Text and Photos by Shyloh van Delft
Female Ruffed Grouse
I was walking through the Teslin Lake Campground (located in the Yukon) at the beginning of September on census. I was counting birds to see what was passing though on migration. I found Black-capped Chickadees, Myrtle, Yellow, Orange-crowned, and Blackpoll Warblers, Ruby-crowned Kinglets, Juncos, and Fox Sparrows in abundance. As I looked up into the leafy branches above me I saw a flash of bright orange. I tried out my newly found pishing skills, (which need a lot of work!) and attracted a beautiful male American Redstart from the canopy. The orange markings were bright against the coal black of his other feathers. He came down to eye level, sitting in a patch of sunlight, watched me. It was one of those times when you are struck with awe at the beauty of the moment, and know it would be perfect to capture in a picture… then you suddenly realize that the camera you always carry with you is not hanging on your shoulder. The redstart flew away. I ran back through the campground and down to the Teslin Lake Bird Banding Observatory located on the lake shore to retrieve my camera. Knowing it was too late but still wanting to check anyways, I headed up to the campground to look for the redstart again. I tried pishing but did not have any luck.

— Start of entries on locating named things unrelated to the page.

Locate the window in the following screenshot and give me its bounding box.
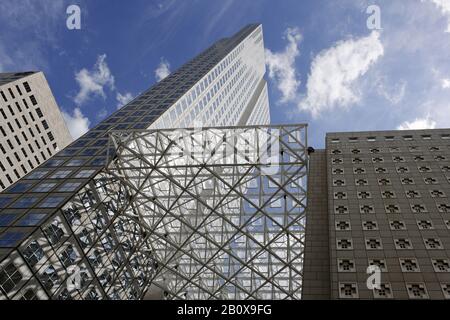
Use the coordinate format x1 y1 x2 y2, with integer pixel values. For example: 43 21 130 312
50 170 72 179
45 159 64 167
339 283 359 299
334 206 348 214
17 213 47 227
12 196 39 208
0 263 22 293
36 108 44 118
336 239 353 250
368 259 387 272
75 169 95 178
9 182 33 193
39 196 66 208
389 220 406 230
385 204 400 213
33 182 56 192
26 170 49 179
40 266 59 290
423 238 444 249
66 159 85 167
30 95 37 106
60 244 78 267
431 259 450 272
365 238 383 250
362 221 378 231
399 258 420 272
338 259 356 272
394 239 413 250
417 220 434 230
0 231 25 248
335 221 351 231
23 81 31 92
411 204 428 213
406 283 429 299
0 213 17 227
44 220 64 244
23 240 44 267
58 182 81 192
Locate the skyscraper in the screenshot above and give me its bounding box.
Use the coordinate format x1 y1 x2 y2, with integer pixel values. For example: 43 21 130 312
0 24 270 299
303 129 450 299
0 72 72 192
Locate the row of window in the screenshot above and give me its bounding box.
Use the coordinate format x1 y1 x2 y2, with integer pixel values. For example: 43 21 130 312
331 165 450 174
336 238 444 250
334 202 450 214
333 189 447 200
331 155 448 167
332 175 450 187
335 220 450 231
330 133 450 143
330 146 450 155
337 258 450 272
339 282 450 299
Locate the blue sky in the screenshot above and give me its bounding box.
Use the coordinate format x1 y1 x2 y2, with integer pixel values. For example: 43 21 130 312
0 0 450 147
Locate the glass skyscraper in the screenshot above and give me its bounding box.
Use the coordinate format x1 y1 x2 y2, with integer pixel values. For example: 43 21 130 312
0 24 270 299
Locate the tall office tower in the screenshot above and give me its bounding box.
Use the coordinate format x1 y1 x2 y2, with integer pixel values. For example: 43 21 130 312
0 72 72 192
303 129 450 299
0 25 269 299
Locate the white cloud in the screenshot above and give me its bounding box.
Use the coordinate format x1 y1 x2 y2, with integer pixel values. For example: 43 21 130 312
397 116 436 130
441 79 450 89
155 58 170 82
0 43 12 72
299 31 384 117
430 0 450 32
62 108 90 139
116 92 133 109
96 107 108 120
266 28 302 103
74 54 114 105
377 80 406 105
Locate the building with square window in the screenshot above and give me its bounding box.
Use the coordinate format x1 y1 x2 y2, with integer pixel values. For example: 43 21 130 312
302 129 450 299
0 72 72 192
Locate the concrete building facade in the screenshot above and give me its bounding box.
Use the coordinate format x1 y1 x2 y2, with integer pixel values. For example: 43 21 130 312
303 129 450 299
0 72 72 192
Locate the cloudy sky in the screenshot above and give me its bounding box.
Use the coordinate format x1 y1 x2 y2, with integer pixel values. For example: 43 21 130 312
0 0 450 147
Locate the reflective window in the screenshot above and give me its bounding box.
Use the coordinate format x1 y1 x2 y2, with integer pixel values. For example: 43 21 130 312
66 159 85 167
8 182 33 192
12 197 39 208
75 169 95 178
39 196 66 208
26 169 49 179
58 182 81 192
0 213 17 227
22 240 44 267
0 263 22 293
33 182 56 192
0 231 25 248
17 213 47 227
50 170 72 179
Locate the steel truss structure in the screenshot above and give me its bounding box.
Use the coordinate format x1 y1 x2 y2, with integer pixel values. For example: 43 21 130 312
105 124 307 299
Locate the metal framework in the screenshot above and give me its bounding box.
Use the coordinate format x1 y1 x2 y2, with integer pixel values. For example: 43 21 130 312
105 124 307 299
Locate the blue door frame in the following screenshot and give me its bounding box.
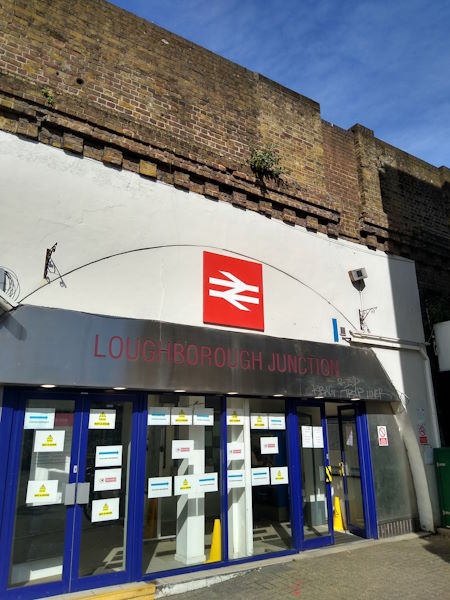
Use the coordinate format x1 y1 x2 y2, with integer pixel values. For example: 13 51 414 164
0 388 377 599
0 389 140 599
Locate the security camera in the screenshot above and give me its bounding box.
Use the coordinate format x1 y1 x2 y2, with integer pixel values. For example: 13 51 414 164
348 267 367 283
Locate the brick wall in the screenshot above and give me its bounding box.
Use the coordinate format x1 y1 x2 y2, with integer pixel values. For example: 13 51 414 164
0 0 450 304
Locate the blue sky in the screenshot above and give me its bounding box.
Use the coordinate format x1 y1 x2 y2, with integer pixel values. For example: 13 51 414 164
113 0 450 167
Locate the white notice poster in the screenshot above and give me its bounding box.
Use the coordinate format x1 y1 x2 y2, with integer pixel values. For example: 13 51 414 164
23 408 55 429
94 469 122 492
172 440 194 459
89 408 116 429
227 471 245 490
197 473 219 492
377 425 389 446
250 413 269 429
170 406 192 425
227 408 244 425
269 414 286 429
26 480 61 506
148 477 172 498
147 406 170 425
91 498 120 523
260 437 278 454
173 475 197 496
227 442 244 460
313 426 323 448
302 425 313 448
33 430 66 452
193 407 214 426
95 446 122 467
270 467 289 485
252 467 270 487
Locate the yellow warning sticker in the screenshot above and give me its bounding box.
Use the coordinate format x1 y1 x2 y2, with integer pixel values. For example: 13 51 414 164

When census ended, I walked down the mist net trails hoping to see one of the Ruffed Grouse that had been hanging around. I did not yet have a picture of Ruffed Grouse. I stumbled across a female running underneath a net across the trail. I followed her, keeping my distance and trying not to scare her, but it was difficult since they are very shy. Suddenly, she took flight and landed in a nearby willow. This was my chance, it was now or never. I crept slowly and quietly around the willow. As I rounded the tree, a displaying male Ruffed Grouse on the ground below the female hissed at me.
I had never seen a displaying Ruffed Grouse before and was thrilled. He swelled his entire body up and hissed at me, moving closer. Less than four feet in front of me, he stood his ground. I took my camera out, trying to be as quiet as possible. Neither the male nor the female moved. I took many pictures of the male, trying to capture every detail: the feathers ruffed around his neck, framing his head, the rich brown tail spread in a fan.
After awhile I decided to return to the banding observatory and leave the grouse alone. Not only had I taken my first pictures of a Ruffed Grouse, but I had taken close ups of a male displaying. When I arrived at the observatory, I told Jukka Jantunen, who runs the observatory, about my encounter and showed him my pictures. He was glad to find out that the male was still hanging around; he had seen him there before. He told me that this particular male Ruffed Grouse was special in that his tail feathers were brown, a characteristic found in the grouse species further south. Ruffed Grouse found in the north normally have gray tail feathers.
After the migration monitoring hours were done for the day we packed up the equipment and headed up to the campground. We were planning to find the male Ruffed Grouse again so Jukka could get some pictures. After we put the equipment in the car and grabbed our cameras, I led Jukka back to where I had first discovered the grouse. We quickly found the male again. There was no female around so he was no longer displaying. The male ran into the bushes and we waited, glimpsing him occasionally as he foraged in the bushes. After a short while he came out and made his way onto a half-buried log beside the trail. Jukka and I both started snapping pictures. The grouse sat on the log and started to drum. He would beat his wings in rhythm, speeding up until his wings were a blur.
After drumming half an hour he suddenly stopped and stiffened, looking towards one of the nearby nets. He jumped off the log and ran as fast as his little legs would carry him. Jukka and I carefully and quietly followed him. The grouse reached the net and suddenly puffed out all of his feathers, hissing loudly at a female in front of him. The female flew up and sat above on the closed net to watch him. Jukka went around to the opposite side of the net to get pictures from a different angle, and I crouched behind a stump in the trail. The male strutted so close to me that I could have reach out and touched him.
After two hours, it was starting to get late so we decided to go. Watching the Ruffed Grouse was one of the highlights of my time working at the Teslin Lake Observatory. I am happy I was able to get such good looks at both my first male American Redstart and my first displaying male Ruffed Grouse.